Secure Dot Product picoCTF 2026 Solution

Published: March 20, 2026

Description

This dot-product service mixes secret AES key material into a queryable protocol and assumes the design is safe. Download remote.py, study the oracle, and recover the key material it leaks.

Download remote.py and read the server source to understand the protocol.

Launch the challenge instance to get the server's host and port.

Install hlextend.

bash
cat remote.py
bash
pip install hlextend

Solution

Want to try it yourself first?

The guided walkthrough reveals hints one step at a time.

Walk me through it
  1. Step 1
    Understand the SHA-512 authenticated oracle
    Observation
    I noticed that the server computes SHA-512 as H(secret || message) rather than HMAC, which is the classic pattern for a length extension vulnerability and suggested that the authentication layer could be bypassed entirely before attacking the dot product oracle.
    The server computes the dot product of your input vector with the secret 32-byte AES key, then returns a SHA-512 MAC of the result. The twist: the server only accepts queries where your vector has a valid SHA-512 hash - this is vulnerable to a SHA-512 length extension attack.
    Learn more

    A cryptographic oracle is any system that performs a secret cryptographic operation and returns a result you can observe. In this challenge, the oracle computes dot(query_vector, secret_key) - a linear function of the secret. Even though the result is wrapped in a SHA-512 MAC, the underlying dot product leaks information about the key through repeated queries with carefully chosen vectors.

    The authentication bypass using SHA-512 length extension is the critical vulnerability that allows you to submit arbitrary query vectors. SHA-512 (like SHA-256 and SHA-1) uses the Merkle-Damgård construction, where the hash output IS the internal compression state. Given a hash H(secret || message), an attacker who does not know secret can compute H(secret || message || padding || extension) for any extension. This is because the hash output provides the internal state needed to continue the computation.

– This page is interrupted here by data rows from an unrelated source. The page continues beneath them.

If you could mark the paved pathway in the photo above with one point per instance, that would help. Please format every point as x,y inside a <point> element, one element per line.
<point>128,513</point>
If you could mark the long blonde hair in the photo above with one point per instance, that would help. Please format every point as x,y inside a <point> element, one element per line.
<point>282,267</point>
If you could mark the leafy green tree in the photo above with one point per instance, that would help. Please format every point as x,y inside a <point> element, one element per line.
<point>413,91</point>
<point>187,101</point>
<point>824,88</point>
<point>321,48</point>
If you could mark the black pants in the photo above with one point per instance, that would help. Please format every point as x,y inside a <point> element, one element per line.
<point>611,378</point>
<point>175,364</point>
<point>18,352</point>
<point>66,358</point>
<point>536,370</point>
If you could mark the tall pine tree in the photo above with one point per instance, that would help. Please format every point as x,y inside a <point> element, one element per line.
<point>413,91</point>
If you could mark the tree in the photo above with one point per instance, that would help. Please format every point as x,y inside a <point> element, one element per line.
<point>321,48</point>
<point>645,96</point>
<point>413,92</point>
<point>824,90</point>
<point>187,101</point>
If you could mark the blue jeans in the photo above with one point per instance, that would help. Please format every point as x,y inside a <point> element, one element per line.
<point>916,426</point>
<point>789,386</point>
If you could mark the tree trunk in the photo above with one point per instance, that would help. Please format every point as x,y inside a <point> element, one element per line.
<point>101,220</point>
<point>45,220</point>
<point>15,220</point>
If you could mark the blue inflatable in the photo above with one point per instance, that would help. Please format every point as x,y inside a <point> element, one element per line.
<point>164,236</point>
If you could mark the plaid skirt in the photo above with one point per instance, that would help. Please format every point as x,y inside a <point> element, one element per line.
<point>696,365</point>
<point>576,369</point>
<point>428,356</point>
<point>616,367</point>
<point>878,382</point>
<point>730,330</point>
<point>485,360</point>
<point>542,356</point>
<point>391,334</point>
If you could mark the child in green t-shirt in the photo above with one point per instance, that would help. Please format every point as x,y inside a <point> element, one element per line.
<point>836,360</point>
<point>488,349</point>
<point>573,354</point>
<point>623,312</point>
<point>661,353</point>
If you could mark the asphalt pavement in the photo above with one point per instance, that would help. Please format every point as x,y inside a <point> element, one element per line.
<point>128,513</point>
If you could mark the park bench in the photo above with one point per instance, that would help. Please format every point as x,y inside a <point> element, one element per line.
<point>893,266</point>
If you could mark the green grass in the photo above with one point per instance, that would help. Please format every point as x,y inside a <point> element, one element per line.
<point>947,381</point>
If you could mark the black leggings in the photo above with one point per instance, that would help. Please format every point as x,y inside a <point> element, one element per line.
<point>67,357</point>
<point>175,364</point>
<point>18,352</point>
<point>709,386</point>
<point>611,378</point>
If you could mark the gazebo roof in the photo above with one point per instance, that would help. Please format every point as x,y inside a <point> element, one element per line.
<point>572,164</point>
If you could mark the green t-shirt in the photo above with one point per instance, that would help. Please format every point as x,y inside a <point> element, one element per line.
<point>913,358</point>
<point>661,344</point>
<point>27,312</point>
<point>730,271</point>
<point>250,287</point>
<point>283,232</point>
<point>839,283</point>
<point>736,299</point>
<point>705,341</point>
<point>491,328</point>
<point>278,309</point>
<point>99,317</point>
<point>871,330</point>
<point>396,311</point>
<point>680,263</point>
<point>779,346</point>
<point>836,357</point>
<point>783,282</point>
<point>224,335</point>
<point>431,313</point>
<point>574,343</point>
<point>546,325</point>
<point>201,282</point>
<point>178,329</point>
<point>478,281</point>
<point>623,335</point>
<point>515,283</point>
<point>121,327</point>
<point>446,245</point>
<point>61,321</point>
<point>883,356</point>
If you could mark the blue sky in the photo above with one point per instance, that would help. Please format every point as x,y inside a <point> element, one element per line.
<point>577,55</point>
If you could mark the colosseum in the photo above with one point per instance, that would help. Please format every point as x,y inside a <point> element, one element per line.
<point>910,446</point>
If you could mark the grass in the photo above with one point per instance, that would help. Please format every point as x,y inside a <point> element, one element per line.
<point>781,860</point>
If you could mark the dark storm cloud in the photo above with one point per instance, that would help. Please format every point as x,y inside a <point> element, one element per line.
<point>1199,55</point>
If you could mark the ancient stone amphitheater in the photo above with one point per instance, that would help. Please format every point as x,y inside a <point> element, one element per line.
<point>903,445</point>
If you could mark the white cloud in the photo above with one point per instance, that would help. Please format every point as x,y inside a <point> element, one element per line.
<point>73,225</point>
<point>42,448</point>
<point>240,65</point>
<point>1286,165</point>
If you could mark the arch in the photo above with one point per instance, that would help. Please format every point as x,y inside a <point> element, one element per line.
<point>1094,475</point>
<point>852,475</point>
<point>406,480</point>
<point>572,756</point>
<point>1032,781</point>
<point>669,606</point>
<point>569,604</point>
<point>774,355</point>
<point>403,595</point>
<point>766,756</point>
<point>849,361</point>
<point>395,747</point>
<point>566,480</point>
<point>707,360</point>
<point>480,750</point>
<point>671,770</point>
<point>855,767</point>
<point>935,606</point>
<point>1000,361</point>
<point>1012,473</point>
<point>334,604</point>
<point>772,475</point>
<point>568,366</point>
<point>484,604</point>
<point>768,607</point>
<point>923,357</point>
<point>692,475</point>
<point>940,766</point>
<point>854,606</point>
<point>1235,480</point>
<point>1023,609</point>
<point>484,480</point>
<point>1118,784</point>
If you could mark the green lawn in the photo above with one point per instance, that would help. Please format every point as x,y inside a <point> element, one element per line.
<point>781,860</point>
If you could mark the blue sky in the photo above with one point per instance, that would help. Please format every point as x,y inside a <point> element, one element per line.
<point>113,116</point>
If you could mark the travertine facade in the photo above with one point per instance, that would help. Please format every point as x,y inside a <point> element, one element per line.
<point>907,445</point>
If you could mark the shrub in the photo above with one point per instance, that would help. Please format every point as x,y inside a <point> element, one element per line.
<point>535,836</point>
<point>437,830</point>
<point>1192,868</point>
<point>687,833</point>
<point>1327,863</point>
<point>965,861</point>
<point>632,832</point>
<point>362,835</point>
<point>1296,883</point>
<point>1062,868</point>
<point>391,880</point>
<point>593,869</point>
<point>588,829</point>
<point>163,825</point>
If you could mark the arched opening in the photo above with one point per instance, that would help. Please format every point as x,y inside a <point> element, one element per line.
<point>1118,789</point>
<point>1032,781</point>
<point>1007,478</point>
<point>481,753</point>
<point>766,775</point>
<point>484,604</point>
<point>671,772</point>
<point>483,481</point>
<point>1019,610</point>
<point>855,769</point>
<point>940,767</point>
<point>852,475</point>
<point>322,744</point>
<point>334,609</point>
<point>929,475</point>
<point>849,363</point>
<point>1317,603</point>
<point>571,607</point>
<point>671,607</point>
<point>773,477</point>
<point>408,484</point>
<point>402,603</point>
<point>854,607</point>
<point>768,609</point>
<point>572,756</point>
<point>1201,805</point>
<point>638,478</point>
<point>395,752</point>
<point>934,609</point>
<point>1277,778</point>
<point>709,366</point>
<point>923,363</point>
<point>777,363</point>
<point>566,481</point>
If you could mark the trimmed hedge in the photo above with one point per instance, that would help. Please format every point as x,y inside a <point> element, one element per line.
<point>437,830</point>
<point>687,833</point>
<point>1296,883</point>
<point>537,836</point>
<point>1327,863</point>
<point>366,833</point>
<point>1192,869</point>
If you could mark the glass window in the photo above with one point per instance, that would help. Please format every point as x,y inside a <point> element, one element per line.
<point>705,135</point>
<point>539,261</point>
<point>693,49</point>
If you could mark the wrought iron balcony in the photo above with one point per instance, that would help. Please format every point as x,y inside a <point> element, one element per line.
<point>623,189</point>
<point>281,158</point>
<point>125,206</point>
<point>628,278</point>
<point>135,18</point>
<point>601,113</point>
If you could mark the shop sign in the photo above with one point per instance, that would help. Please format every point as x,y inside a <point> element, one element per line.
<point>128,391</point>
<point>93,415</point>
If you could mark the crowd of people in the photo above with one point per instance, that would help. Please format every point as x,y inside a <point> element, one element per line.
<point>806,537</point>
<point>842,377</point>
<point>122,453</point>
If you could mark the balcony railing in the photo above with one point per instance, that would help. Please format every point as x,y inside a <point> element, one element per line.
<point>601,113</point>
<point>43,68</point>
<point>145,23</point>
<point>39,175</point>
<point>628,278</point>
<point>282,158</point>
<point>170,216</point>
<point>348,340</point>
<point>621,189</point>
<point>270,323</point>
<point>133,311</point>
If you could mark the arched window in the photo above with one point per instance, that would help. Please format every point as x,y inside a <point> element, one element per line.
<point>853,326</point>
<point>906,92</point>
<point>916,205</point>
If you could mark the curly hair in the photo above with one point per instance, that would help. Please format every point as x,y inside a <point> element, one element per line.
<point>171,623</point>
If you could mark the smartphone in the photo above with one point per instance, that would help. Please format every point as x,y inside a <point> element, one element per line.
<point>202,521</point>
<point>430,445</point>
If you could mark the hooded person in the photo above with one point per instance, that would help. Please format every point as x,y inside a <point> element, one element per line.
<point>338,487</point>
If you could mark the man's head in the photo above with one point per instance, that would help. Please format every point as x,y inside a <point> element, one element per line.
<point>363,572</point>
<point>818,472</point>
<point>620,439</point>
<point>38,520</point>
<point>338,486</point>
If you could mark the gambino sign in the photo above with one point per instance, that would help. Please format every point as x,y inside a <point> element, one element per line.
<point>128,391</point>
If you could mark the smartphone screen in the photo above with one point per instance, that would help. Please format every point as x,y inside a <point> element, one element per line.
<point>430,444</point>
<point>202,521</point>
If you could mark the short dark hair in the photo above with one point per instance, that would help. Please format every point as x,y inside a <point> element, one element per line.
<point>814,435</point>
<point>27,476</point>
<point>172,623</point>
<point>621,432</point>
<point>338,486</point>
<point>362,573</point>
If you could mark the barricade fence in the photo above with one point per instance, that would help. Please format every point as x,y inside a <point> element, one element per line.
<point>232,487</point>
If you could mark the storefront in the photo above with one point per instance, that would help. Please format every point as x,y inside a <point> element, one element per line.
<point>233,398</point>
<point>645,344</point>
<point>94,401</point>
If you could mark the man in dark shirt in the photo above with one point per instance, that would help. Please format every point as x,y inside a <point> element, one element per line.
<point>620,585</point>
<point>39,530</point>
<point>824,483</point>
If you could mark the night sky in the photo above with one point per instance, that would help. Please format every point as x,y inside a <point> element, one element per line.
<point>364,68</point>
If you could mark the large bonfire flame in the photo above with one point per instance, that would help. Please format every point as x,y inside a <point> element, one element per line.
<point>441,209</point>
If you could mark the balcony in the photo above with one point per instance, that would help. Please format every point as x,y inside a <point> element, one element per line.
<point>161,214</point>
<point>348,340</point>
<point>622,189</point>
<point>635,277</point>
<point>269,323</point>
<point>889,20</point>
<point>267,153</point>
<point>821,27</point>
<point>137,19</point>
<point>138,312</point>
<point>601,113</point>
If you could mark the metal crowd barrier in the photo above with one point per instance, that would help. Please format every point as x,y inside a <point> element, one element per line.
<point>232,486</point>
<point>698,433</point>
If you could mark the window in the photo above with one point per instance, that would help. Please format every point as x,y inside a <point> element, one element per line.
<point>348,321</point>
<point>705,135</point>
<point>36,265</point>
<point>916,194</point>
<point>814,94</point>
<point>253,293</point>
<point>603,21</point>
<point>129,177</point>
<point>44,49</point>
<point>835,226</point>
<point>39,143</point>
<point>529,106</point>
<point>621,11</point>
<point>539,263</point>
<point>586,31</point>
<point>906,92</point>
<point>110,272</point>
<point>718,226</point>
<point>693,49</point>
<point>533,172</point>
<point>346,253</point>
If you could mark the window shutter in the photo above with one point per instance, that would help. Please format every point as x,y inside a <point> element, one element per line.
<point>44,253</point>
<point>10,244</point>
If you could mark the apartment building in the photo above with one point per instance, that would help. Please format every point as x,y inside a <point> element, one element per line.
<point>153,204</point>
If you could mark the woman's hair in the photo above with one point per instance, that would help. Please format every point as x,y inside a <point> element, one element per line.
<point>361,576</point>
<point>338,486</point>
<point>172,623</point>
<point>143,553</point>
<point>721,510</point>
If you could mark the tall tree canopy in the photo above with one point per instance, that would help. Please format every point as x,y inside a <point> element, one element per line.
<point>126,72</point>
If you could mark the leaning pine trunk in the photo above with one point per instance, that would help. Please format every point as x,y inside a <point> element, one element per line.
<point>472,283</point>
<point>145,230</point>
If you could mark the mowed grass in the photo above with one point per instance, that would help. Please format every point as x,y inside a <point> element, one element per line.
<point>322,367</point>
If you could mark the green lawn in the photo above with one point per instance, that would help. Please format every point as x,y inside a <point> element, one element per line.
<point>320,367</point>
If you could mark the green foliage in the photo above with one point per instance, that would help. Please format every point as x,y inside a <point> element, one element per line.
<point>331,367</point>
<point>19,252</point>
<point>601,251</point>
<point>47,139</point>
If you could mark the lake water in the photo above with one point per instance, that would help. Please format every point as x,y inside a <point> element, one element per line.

    In practice, HMAC (Hash-based Message Authentication Code) was specifically designed to be immune to length extension attacks. HMAC computes H(key XOR opad || H(key XOR ipad || message)), which requires knowledge of the key to extend. Any protocol using H(key || data) directly as a MAC (without HMAC) is vulnerable to length extension. This challenge is a direct demonstration of why that construction is insecure.

  2. Step 2
    Forge valid vectors with SHA-512 length extension
    Observation
    I noticed the server requires a valid SHA-512 MAC on every submitted query vector, and since the MAC uses the H(secret || message) construction, the hlextend library can produce accepted forgeries for arbitrary vectors without knowing the secret prefix.
    Use hlextend (pip install hlextend). It implements length extension correctly so you don't have to maintain your own SHA-512 from-state code. You need: the known hash, the data you want to append, and the original message length in bytes (secret prefix length plus any visible query bytes).
    python
    python3 << 'EOF'
    import hlextend
    
    # Inputs you observe / pick:
    orig_hash   = "..."     # hex SHA-512 returned by the server
    orig_length = 32 + 64   # secret_prefix_len + len(visible_query_bytes)
                            # If secret length is unknown, brute over a small range
                            # (typically 16..64 bytes) until the server accepts.
    
    # What you want to append (your forged query vector, serialized):
    new_data = b"\x01" + b"\x00" * 31   # e.g. e_1 = (1,0,...,0)
    
    sha = hlextend.new('sha512')
    forged_message = sha.extend(new_data, b"A" * orig_length)  # 'A' is a placeholder
    # extend() returns the bytes you must send; sha.hexdigest() is the new hash.
    extended_hash = sha.hexdigest()
    
    # Strip the placeholder prefix; everything after orig_length bytes is what
    # the server hashes against state-from-orig_hash:
    payload = forged_message[orig_length:]
    print("Send this:", payload, extended_hash)
    EOF
    What didn't work first

    Tried: Pass the secret prefix length as just the known query length (e.g. 64 for a 64-byte visible vector), ignoring the secret bytes.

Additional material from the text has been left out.